The idea that is heavily ingrained in the mind of Edmond Dantès in the brilliant novel of "The Count of Monte Cristo" is that of the the ideology of revenge is a dish best served cold, so, in layman's terms, revenge is better when it's not made in the fury and passion of the damage, but after planning, preparation, and a perfected yet precise plan. Stephen King takes this idea and portrays it in a manner that takes it from 1807 Nîmes, France to nearly modern Los Angeles, Las Vegas, and state route 71, where the grieving husband of a brutally executed woman strategically forms and executes a thought out and meticulously planned revenge, perfected down to the smallest crack in a nearly deserted state road.

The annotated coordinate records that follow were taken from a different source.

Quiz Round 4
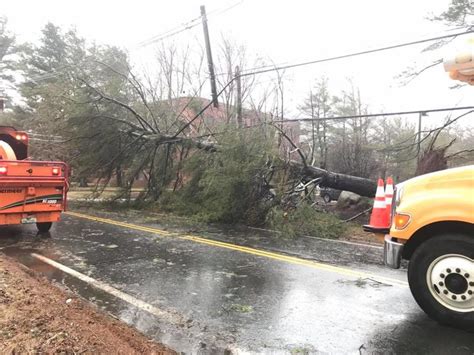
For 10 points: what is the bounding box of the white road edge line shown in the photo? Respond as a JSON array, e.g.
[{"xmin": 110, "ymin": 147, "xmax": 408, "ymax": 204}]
[{"xmin": 31, "ymin": 253, "xmax": 181, "ymax": 322}]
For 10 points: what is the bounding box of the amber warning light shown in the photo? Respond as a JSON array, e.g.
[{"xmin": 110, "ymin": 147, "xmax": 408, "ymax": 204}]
[{"xmin": 15, "ymin": 133, "xmax": 28, "ymax": 141}]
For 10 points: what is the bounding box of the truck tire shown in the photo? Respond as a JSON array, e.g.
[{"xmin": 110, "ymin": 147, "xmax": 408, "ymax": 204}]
[
  {"xmin": 408, "ymin": 234, "xmax": 474, "ymax": 330},
  {"xmin": 323, "ymin": 194, "xmax": 331, "ymax": 203},
  {"xmin": 36, "ymin": 222, "xmax": 53, "ymax": 233}
]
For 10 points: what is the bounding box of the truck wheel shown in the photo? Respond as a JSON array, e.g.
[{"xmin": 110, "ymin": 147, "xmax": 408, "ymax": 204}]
[
  {"xmin": 323, "ymin": 194, "xmax": 331, "ymax": 203},
  {"xmin": 408, "ymin": 234, "xmax": 474, "ymax": 329},
  {"xmin": 36, "ymin": 222, "xmax": 53, "ymax": 233}
]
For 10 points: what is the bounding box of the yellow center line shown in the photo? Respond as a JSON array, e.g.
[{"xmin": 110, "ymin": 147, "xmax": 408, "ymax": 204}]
[{"xmin": 65, "ymin": 211, "xmax": 407, "ymax": 286}]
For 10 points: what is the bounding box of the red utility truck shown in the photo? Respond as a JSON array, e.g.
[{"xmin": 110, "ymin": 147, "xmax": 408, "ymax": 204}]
[{"xmin": 0, "ymin": 126, "xmax": 69, "ymax": 232}]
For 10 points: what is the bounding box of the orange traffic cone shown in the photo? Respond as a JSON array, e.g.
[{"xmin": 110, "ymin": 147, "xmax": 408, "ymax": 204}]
[
  {"xmin": 385, "ymin": 177, "xmax": 393, "ymax": 226},
  {"xmin": 364, "ymin": 179, "xmax": 393, "ymax": 233}
]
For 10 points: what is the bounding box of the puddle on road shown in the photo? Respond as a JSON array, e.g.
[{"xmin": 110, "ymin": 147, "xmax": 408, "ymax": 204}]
[{"xmin": 1, "ymin": 246, "xmax": 231, "ymax": 354}]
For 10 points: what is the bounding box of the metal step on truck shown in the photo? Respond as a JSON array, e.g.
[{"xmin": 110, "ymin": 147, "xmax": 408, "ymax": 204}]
[{"xmin": 0, "ymin": 126, "xmax": 69, "ymax": 233}]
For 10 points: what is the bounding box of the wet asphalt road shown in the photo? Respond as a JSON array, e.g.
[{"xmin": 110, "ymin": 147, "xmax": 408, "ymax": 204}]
[{"xmin": 0, "ymin": 216, "xmax": 474, "ymax": 354}]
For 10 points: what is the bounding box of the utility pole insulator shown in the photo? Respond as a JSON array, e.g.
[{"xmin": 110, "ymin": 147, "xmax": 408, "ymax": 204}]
[{"xmin": 201, "ymin": 5, "xmax": 219, "ymax": 107}]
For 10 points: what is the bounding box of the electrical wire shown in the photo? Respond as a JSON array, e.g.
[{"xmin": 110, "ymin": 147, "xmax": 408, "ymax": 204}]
[
  {"xmin": 137, "ymin": 0, "xmax": 244, "ymax": 48},
  {"xmin": 240, "ymin": 29, "xmax": 474, "ymax": 77},
  {"xmin": 273, "ymin": 106, "xmax": 474, "ymax": 123}
]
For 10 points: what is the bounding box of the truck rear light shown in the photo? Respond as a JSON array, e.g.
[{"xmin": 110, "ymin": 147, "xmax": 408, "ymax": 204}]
[{"xmin": 394, "ymin": 213, "xmax": 411, "ymax": 230}]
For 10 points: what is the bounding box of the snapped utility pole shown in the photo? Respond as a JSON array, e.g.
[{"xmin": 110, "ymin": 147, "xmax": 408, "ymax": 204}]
[
  {"xmin": 235, "ymin": 66, "xmax": 243, "ymax": 128},
  {"xmin": 201, "ymin": 5, "xmax": 219, "ymax": 107}
]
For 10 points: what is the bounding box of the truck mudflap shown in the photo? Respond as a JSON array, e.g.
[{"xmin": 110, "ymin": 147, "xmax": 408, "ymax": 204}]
[{"xmin": 383, "ymin": 234, "xmax": 404, "ymax": 269}]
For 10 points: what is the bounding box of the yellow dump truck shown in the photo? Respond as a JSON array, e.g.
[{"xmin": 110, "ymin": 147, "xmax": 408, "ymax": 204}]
[{"xmin": 384, "ymin": 165, "xmax": 474, "ymax": 329}]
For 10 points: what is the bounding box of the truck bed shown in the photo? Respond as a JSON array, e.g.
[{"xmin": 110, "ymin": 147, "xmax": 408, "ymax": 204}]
[{"xmin": 0, "ymin": 160, "xmax": 69, "ymax": 225}]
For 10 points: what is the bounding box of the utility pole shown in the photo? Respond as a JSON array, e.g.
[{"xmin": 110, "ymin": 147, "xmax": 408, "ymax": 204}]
[
  {"xmin": 416, "ymin": 111, "xmax": 427, "ymax": 163},
  {"xmin": 0, "ymin": 96, "xmax": 6, "ymax": 112},
  {"xmin": 235, "ymin": 65, "xmax": 243, "ymax": 128},
  {"xmin": 201, "ymin": 5, "xmax": 219, "ymax": 107}
]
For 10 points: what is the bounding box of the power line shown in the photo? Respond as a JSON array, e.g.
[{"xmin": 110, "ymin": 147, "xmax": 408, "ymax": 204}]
[
  {"xmin": 138, "ymin": 0, "xmax": 244, "ymax": 48},
  {"xmin": 272, "ymin": 106, "xmax": 474, "ymax": 123},
  {"xmin": 240, "ymin": 29, "xmax": 474, "ymax": 77}
]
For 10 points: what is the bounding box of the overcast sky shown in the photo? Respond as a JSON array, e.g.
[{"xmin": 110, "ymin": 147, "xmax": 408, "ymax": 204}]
[{"xmin": 0, "ymin": 0, "xmax": 474, "ymax": 128}]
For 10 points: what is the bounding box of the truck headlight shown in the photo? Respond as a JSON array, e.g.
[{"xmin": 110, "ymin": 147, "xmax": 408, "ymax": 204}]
[{"xmin": 395, "ymin": 185, "xmax": 403, "ymax": 207}]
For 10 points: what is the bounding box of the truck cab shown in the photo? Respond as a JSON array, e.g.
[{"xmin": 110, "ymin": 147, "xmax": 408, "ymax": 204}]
[
  {"xmin": 0, "ymin": 126, "xmax": 69, "ymax": 232},
  {"xmin": 384, "ymin": 165, "xmax": 474, "ymax": 329}
]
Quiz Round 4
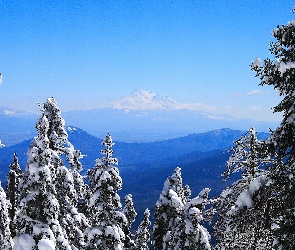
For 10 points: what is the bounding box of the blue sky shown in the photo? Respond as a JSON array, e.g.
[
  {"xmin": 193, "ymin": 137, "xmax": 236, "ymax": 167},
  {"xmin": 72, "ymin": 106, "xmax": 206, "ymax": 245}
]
[{"xmin": 0, "ymin": 0, "xmax": 295, "ymax": 121}]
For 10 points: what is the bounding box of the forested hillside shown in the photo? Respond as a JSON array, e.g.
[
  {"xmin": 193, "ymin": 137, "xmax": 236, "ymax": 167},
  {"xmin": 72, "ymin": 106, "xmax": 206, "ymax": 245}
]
[{"xmin": 0, "ymin": 7, "xmax": 295, "ymax": 250}]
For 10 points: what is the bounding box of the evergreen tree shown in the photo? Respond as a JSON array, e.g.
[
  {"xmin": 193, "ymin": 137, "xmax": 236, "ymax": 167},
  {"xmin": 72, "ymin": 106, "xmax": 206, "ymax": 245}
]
[
  {"xmin": 134, "ymin": 209, "xmax": 151, "ymax": 250},
  {"xmin": 153, "ymin": 168, "xmax": 210, "ymax": 250},
  {"xmin": 0, "ymin": 183, "xmax": 13, "ymax": 250},
  {"xmin": 85, "ymin": 134, "xmax": 128, "ymax": 250},
  {"xmin": 14, "ymin": 98, "xmax": 88, "ymax": 249},
  {"xmin": 14, "ymin": 115, "xmax": 70, "ymax": 250},
  {"xmin": 214, "ymin": 128, "xmax": 274, "ymax": 249},
  {"xmin": 123, "ymin": 194, "xmax": 137, "ymax": 249},
  {"xmin": 5, "ymin": 153, "xmax": 23, "ymax": 226},
  {"xmin": 181, "ymin": 188, "xmax": 211, "ymax": 250},
  {"xmin": 153, "ymin": 167, "xmax": 187, "ymax": 249},
  {"xmin": 252, "ymin": 11, "xmax": 295, "ymax": 249},
  {"xmin": 42, "ymin": 98, "xmax": 88, "ymax": 248}
]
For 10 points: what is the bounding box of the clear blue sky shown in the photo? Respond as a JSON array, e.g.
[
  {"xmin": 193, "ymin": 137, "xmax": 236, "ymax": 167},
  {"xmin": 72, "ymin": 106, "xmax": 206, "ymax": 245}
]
[{"xmin": 0, "ymin": 0, "xmax": 295, "ymax": 120}]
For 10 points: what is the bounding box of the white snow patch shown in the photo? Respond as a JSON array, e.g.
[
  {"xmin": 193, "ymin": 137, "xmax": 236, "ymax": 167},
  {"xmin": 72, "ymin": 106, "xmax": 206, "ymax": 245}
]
[
  {"xmin": 13, "ymin": 234, "xmax": 35, "ymax": 250},
  {"xmin": 38, "ymin": 239, "xmax": 55, "ymax": 250}
]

The protagonist who is known only by Robinson, his surname, is driven to revenge by the almost haunting voice of his late wife compelling him to exact revenge on a powerhouse mob-boss who caused her untimely death with a few pounds of explosives to protect himself from her upcoming testimony in court. Driven nearly insane by the grief and sense of loss Robinson plans, studies, leans, and exacts a perfected plan that knocks off the single most loathed and hated enemy that Robinson can fathom, the mighty and conceivably untouchable mob-boss Dolan.
Once a satisfied school teacher Robinson turns into a revenge driven yet cautious man working a small, entry level road construction job to work his way into his grand scheme to capture and torment Dolan to punish him for taking his wife from him. Countless hours of research of a road atlas as well as spying on and stalking Dolan and his top of the line Cadillac, that chauffeurs him from his weekend getaways and eventually to his long awaited death buried deep below a desolate Nevada highway.
Stephen King has an almost sinister way of showing how far an innocent, regular man an can be pushed into doing what he justifies as right and turning themselves into that they would originally fear and despise.